The Literary Discipline is a collection of five articles or essays that discuss what is required of literature in order that it may be truly art, enduring and appealing for many ages, rather than mere "reporting" or "information." I have agreed with pretty much everything he has written, including the fact that timely, rather than timeless, books may still be well worth reading, even if they do not qualify as "art."

I decided to finish up the final chapter so this book could go on my "books completed in 2007" list instead of my "books in progress but not finished in 2007" list. The final chapter is called "Proper Characters," and since character-based books are my very favorite, I've enjoyed reading what he has to say very much.

His primary premise (in which he agrees with Aristotle) is that the characters in art must be better than we are--show us the ideal character for which we "ought" to strive. That's his word--"ought"--and I can't help feeling that we are even further from the "ideal" in 2007 than we were in 1923, when this book was published. Our whole society shies away from the very idea that one "ought" to do anything, choosing instead to embrace the much lower principle that anything one wants to do--anytime, anywhere, should be accepted. No, celebrated. Unless, of course, what you are doing is suggesting that there are higher ideals for which we ought to strive, and then that's not so okay.

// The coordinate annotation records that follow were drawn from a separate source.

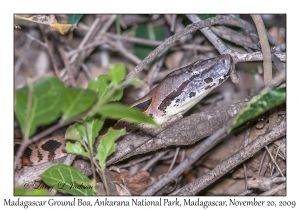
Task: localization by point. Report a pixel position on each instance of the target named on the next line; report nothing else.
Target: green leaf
(77, 101)
(72, 133)
(93, 126)
(119, 111)
(107, 145)
(258, 105)
(67, 179)
(117, 72)
(76, 149)
(26, 192)
(150, 32)
(39, 104)
(101, 85)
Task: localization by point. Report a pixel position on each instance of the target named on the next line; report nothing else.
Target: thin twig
(271, 156)
(205, 146)
(154, 160)
(67, 64)
(274, 190)
(174, 159)
(236, 159)
(48, 47)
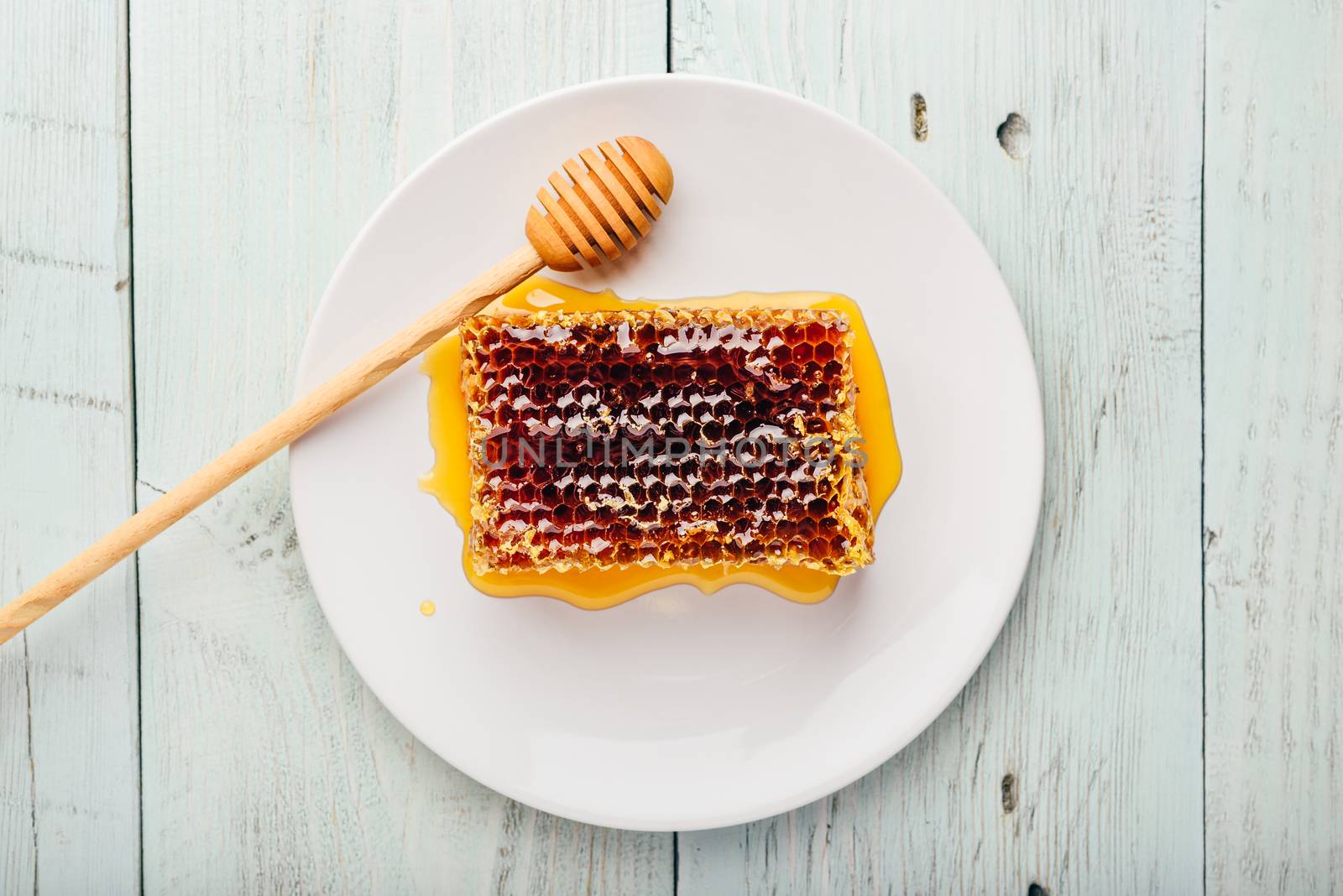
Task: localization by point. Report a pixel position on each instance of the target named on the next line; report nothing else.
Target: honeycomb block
(664, 438)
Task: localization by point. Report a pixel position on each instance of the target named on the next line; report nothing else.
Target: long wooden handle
(285, 428)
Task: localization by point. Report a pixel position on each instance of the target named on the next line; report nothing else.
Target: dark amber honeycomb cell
(665, 438)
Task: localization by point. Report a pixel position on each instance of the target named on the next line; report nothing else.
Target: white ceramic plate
(678, 710)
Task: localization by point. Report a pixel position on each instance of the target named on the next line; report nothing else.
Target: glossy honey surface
(450, 430)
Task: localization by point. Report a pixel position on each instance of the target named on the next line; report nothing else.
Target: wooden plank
(265, 134)
(69, 755)
(1273, 487)
(1088, 710)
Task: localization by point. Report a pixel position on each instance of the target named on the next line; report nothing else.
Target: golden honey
(828, 327)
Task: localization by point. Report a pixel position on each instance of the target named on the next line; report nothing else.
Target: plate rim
(1032, 431)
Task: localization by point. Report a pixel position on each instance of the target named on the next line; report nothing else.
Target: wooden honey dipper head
(597, 208)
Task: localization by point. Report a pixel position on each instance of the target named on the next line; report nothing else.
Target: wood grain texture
(265, 134)
(1088, 710)
(69, 757)
(1273, 484)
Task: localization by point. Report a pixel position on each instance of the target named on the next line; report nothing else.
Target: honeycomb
(664, 438)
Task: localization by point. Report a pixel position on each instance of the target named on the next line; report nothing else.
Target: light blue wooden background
(1162, 712)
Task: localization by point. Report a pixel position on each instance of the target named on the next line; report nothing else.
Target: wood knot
(1009, 793)
(919, 117)
(1014, 136)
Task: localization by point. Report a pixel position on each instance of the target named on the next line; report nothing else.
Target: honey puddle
(450, 477)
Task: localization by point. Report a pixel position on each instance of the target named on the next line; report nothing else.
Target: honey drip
(450, 479)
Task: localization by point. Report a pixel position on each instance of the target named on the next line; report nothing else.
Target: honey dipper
(598, 208)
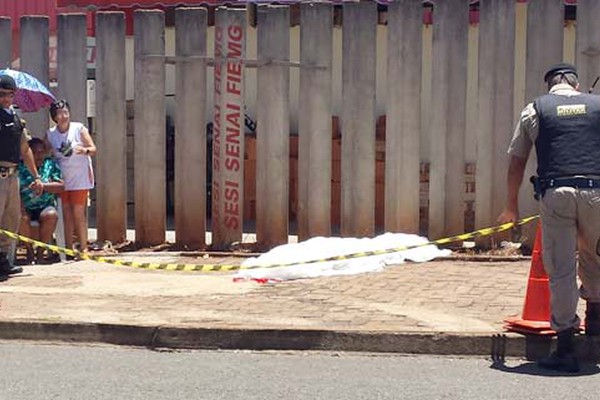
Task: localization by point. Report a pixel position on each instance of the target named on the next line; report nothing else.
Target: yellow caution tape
(225, 267)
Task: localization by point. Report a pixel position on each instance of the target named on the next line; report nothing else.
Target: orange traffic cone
(536, 311)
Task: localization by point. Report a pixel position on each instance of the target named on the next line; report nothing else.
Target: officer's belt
(5, 172)
(575, 182)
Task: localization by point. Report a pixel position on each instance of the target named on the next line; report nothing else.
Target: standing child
(73, 147)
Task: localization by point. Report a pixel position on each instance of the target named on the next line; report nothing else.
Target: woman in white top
(72, 146)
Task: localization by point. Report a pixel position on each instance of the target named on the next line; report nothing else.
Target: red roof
(15, 9)
(111, 4)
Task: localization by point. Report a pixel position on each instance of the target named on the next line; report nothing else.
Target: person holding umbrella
(13, 147)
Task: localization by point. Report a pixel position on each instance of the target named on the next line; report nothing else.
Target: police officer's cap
(7, 83)
(560, 68)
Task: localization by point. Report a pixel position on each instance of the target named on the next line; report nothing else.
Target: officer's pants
(10, 209)
(570, 222)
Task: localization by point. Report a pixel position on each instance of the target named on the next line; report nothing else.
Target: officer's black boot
(564, 358)
(6, 268)
(592, 319)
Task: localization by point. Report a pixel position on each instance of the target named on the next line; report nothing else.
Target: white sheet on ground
(321, 247)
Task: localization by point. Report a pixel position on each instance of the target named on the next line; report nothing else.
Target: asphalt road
(47, 371)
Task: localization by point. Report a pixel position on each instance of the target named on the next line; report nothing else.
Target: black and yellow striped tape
(225, 267)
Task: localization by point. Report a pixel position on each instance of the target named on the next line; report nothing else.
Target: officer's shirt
(527, 128)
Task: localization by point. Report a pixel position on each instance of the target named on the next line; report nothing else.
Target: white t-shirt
(77, 168)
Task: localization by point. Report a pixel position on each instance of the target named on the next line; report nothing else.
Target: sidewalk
(439, 307)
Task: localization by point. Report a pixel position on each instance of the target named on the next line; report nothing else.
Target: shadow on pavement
(531, 368)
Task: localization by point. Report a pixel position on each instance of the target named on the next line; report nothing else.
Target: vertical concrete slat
(72, 63)
(149, 131)
(111, 127)
(358, 119)
(34, 60)
(6, 38)
(587, 56)
(448, 114)
(272, 169)
(315, 109)
(496, 98)
(228, 128)
(545, 25)
(403, 116)
(190, 128)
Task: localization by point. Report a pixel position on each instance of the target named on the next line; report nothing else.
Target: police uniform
(12, 136)
(564, 126)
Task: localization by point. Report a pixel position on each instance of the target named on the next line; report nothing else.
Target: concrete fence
(383, 181)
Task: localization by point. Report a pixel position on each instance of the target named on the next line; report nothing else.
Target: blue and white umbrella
(31, 94)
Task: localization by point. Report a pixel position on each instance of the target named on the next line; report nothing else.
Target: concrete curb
(477, 344)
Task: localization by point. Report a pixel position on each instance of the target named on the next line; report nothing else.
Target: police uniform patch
(570, 110)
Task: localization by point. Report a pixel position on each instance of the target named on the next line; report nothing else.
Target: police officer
(13, 146)
(564, 126)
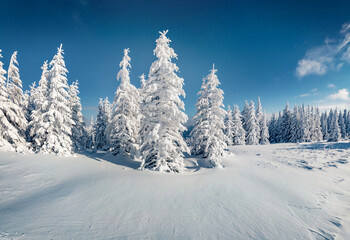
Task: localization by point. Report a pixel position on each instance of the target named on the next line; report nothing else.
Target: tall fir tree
(90, 135)
(208, 133)
(12, 113)
(163, 123)
(251, 124)
(342, 125)
(334, 130)
(53, 133)
(348, 124)
(318, 136)
(78, 129)
(6, 128)
(296, 133)
(259, 117)
(238, 130)
(229, 125)
(39, 97)
(324, 126)
(16, 97)
(125, 121)
(286, 127)
(103, 120)
(264, 131)
(272, 129)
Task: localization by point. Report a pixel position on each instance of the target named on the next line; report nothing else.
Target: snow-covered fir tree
(78, 130)
(334, 130)
(13, 122)
(342, 125)
(90, 135)
(250, 124)
(286, 127)
(143, 81)
(6, 129)
(53, 132)
(103, 119)
(348, 124)
(17, 117)
(237, 129)
(125, 120)
(296, 125)
(39, 100)
(262, 124)
(163, 122)
(208, 136)
(317, 134)
(259, 117)
(264, 131)
(229, 126)
(324, 126)
(272, 129)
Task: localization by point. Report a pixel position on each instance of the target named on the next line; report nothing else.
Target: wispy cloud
(304, 95)
(312, 92)
(342, 94)
(330, 56)
(331, 85)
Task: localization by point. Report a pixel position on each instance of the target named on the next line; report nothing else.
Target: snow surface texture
(278, 191)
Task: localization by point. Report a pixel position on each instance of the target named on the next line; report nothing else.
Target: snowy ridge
(263, 192)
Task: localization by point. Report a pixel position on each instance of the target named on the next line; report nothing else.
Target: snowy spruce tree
(286, 128)
(208, 136)
(272, 129)
(53, 131)
(334, 129)
(324, 126)
(229, 126)
(103, 120)
(78, 130)
(262, 124)
(12, 113)
(348, 124)
(90, 135)
(162, 144)
(39, 100)
(250, 124)
(264, 131)
(296, 126)
(317, 125)
(238, 131)
(342, 125)
(125, 120)
(6, 128)
(259, 117)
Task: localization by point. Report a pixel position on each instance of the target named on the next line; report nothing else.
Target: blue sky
(282, 51)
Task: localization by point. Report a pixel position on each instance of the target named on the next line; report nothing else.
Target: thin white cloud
(330, 56)
(304, 95)
(342, 94)
(312, 92)
(339, 106)
(306, 67)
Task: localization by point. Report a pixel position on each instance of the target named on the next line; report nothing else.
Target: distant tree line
(147, 124)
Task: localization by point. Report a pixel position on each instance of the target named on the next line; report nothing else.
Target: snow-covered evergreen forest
(148, 123)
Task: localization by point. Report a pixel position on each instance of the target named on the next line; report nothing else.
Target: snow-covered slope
(280, 191)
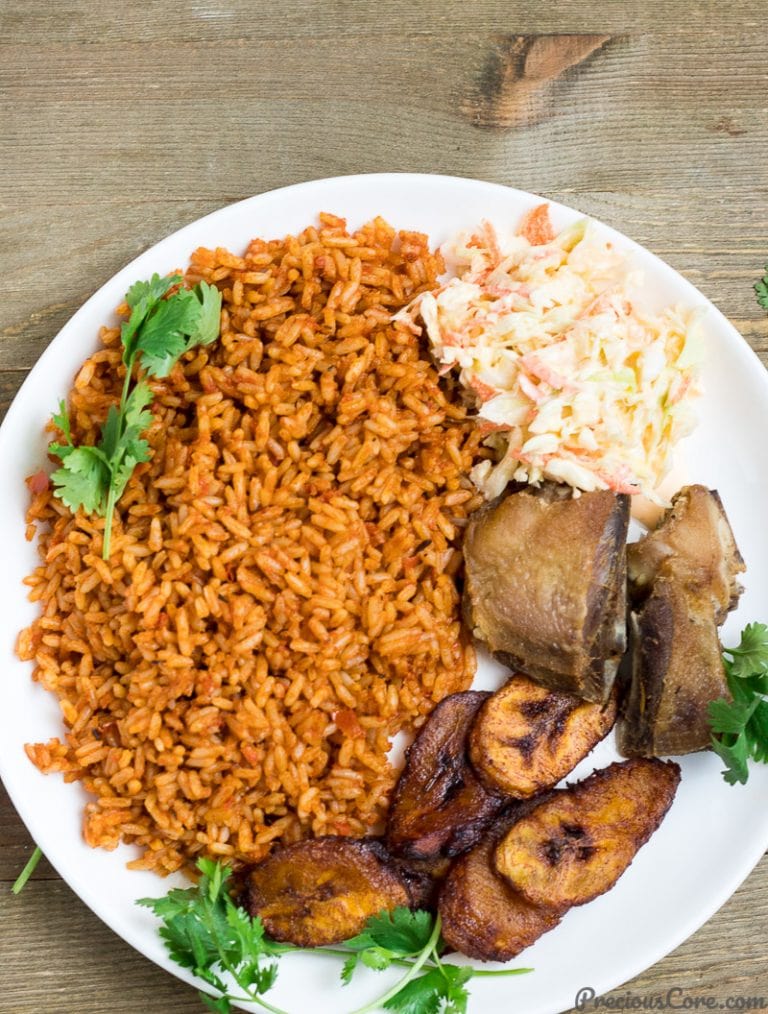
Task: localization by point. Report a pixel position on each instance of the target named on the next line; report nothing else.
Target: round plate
(713, 835)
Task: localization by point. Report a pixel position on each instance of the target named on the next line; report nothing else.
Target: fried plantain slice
(526, 738)
(323, 891)
(423, 878)
(439, 806)
(482, 916)
(575, 845)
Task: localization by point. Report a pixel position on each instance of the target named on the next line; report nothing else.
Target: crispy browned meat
(323, 891)
(676, 668)
(574, 846)
(694, 546)
(683, 581)
(439, 806)
(545, 585)
(526, 738)
(482, 917)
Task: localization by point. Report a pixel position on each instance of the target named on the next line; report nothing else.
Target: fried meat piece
(683, 581)
(439, 806)
(482, 916)
(526, 738)
(323, 891)
(676, 668)
(575, 845)
(694, 546)
(545, 585)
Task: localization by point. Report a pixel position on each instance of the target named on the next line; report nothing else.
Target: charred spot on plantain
(573, 839)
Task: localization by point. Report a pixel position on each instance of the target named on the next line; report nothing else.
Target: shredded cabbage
(575, 379)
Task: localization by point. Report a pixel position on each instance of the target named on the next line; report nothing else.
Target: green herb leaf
(159, 330)
(751, 657)
(62, 421)
(740, 726)
(439, 989)
(219, 1004)
(83, 480)
(761, 289)
(401, 931)
(205, 930)
(347, 969)
(163, 336)
(142, 297)
(31, 864)
(210, 313)
(735, 757)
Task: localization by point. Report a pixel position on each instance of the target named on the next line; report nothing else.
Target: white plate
(713, 835)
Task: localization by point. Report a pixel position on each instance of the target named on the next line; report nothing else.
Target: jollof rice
(281, 595)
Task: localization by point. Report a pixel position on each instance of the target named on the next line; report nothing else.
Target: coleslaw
(575, 379)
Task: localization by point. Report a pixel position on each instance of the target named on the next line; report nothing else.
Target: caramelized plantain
(526, 738)
(323, 891)
(482, 916)
(440, 807)
(423, 878)
(575, 845)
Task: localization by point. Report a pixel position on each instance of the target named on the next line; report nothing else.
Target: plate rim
(739, 345)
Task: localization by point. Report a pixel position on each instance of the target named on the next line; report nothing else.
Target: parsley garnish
(159, 330)
(206, 931)
(20, 882)
(761, 288)
(741, 725)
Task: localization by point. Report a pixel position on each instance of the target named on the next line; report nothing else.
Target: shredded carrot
(537, 227)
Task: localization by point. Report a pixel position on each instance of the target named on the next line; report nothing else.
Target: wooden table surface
(124, 121)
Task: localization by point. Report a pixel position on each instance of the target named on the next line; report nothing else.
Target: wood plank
(121, 115)
(144, 21)
(123, 125)
(37, 304)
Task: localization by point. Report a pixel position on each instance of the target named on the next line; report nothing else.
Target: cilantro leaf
(210, 312)
(82, 480)
(401, 931)
(219, 1004)
(142, 297)
(61, 419)
(751, 657)
(761, 289)
(727, 716)
(438, 989)
(163, 336)
(159, 329)
(152, 291)
(206, 931)
(735, 757)
(740, 726)
(347, 969)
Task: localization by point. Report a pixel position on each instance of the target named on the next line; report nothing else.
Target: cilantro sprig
(761, 290)
(161, 327)
(207, 932)
(740, 726)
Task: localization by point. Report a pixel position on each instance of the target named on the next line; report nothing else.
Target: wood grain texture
(518, 84)
(125, 122)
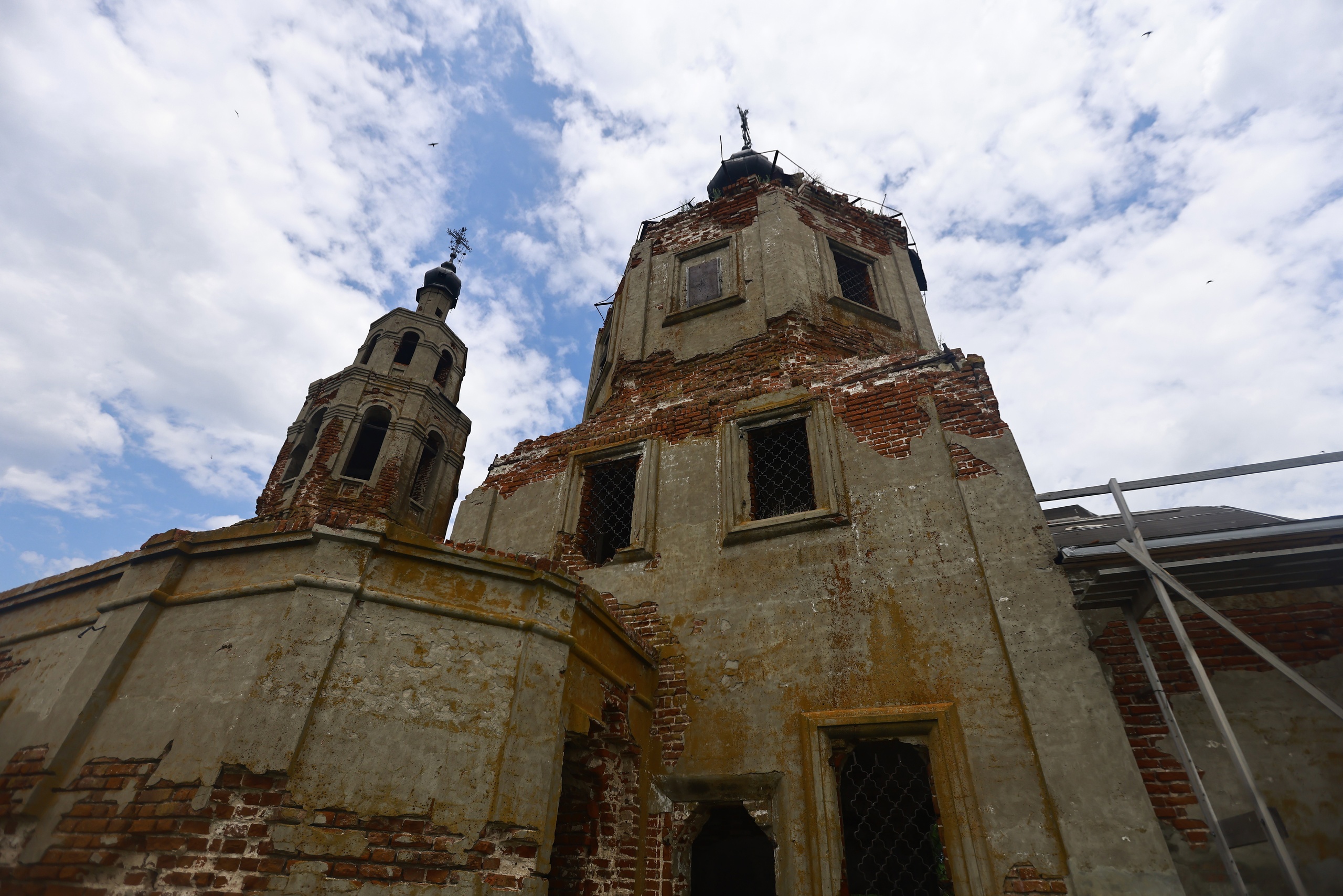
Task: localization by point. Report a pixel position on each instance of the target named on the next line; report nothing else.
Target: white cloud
(1072, 186)
(76, 492)
(198, 206)
(44, 566)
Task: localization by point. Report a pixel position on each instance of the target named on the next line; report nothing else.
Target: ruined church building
(781, 616)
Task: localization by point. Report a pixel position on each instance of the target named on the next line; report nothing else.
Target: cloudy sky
(205, 205)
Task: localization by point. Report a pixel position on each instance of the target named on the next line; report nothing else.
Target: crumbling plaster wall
(938, 588)
(382, 677)
(936, 591)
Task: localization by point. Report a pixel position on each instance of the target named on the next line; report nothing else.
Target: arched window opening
(368, 350)
(425, 471)
(368, 445)
(305, 444)
(445, 367)
(406, 351)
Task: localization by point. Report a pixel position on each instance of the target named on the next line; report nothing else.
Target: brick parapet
(1301, 634)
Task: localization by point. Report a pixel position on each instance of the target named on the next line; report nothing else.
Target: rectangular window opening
(606, 518)
(856, 280)
(781, 471)
(893, 841)
(703, 283)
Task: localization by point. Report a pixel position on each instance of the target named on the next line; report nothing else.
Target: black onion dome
(445, 277)
(742, 164)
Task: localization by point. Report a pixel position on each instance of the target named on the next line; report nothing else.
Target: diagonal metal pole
(1224, 724)
(1264, 653)
(1186, 758)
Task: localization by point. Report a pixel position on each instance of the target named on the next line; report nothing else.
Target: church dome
(743, 164)
(445, 277)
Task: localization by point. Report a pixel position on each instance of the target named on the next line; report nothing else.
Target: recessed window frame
(644, 512)
(884, 313)
(826, 478)
(938, 729)
(731, 292)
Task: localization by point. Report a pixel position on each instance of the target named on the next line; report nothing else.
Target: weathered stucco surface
(276, 701)
(932, 583)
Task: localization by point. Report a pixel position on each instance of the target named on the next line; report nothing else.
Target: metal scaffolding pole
(1186, 758)
(1205, 686)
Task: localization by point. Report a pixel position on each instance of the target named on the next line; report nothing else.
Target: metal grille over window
(607, 514)
(892, 832)
(856, 280)
(781, 471)
(703, 283)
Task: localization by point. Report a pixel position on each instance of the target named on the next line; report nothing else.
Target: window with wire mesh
(856, 280)
(780, 469)
(607, 509)
(892, 832)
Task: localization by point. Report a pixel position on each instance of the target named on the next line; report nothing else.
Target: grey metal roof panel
(1157, 524)
(1320, 528)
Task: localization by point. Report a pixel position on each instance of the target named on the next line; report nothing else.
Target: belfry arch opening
(445, 367)
(426, 466)
(368, 444)
(406, 351)
(305, 444)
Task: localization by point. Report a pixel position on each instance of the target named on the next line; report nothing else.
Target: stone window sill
(787, 524)
(862, 311)
(708, 308)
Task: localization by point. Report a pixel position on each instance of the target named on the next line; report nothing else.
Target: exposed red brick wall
(967, 465)
(159, 842)
(669, 717)
(837, 217)
(596, 832)
(1025, 879)
(1299, 634)
(8, 665)
(688, 399)
(737, 210)
(22, 774)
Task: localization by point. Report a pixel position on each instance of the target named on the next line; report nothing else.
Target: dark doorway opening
(731, 856)
(892, 832)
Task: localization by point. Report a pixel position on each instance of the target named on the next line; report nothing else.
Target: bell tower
(382, 439)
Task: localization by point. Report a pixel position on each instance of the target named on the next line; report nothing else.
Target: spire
(744, 163)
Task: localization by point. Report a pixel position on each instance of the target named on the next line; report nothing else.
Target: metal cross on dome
(460, 245)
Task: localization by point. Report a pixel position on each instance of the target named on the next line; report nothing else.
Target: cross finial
(460, 245)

But I digress. John Erskine is wonderful to read.

Here's a long quote to give you a sample:

To ask what characters are proper to literature as an art, and to point out that the character better than life will express our ideals, and that the character worse than life will invite our satire, is only to raise in another way the old problems of the universal as against the particular in art, of the contemporary as against the eternal. To be strictly personal is in the end to be contemporary, and to be strictly contemporary is to give, whether or not we intend it, the effect of satire. If our picture of life is to appeal to the reader, and to many readers, as their own world, not simply as their neighbors' private house into which they are prying, it must have general human truth beyond what is strictly personal; and if it is to be read with that sense of proprietorship by many people over a stretch of time, it must not limit itself to the peculiarities of any one moment.


I enjoy as much as anyone an abstract discussion of universal principles, but I do like a concrete example, and John Erskine is short on them--or he refers to contemporary (for him) authors such as Edith Wharton and F.Scott Fitzgerald whom I cannot view in the same way he views them (assuming I'm familiar with their works at all). So, I tried to think of an example of a book that has stood the test of time--been widely appealing to many generations and not circumscribed by its own time, so as to render it inaccessible to future readers.

The first book that came to my mind was Anne of Green Gables. I have never, ever met someone who read that book and didn't like it. It is a favorite of many, and has withstood reading after rereading (another factor that separates literature that is art from literature that is not). So, I invite my readers (as if I had so many!) to suggest reasons why Anne as a character is universally appealing. Does she stand up to the test of being a character "better than we are"--a more ideal person whom we might strive to emulate? And if so, why?

Because, although Anne and Prince Edward Island are almost universally loved and remembered, read alike by girls and women (maybe not so many men), I am not sure I could bring myself to call the "Anne" books art. What do you think?

2 Comments:

At 4:57 PM , Blogger Bonnie said...

Karen,

So wonderful to find your blog
and to find Erskine's book online!
What a treasure. I have always
believed in reading and writing as
an ART, so much like what Arthur
Quiller-Couch writes about in his
books The Art of Reading and The Art of Writing.

We love Anne because she is real.
She is not so ideal but lives out
her passions and shows her weaknesses. Truly the Gospel works in her life. That's how Austen's books are too. Anne is not better than we, but she goes through repentance just like me! That's what makes it last through the test of time.

Merry Christmas to you
from the States!
Bonnie Buckingham
Charlotte

 
At 7:20 PM , Blogger Phyllis said...

I know this is a really old post, but I have wanted to comment on it since you wrote it. I think Anne is so loved, not because she's ideal, but because she's bigger than life. Everything about her is exaggerated a little. She lived life to the fullest. (See, even though I know that she's a fictional character, in my mind she's alive.) I think that's why everyone loves her. And maybe we all see something of ourselves somewhere in her?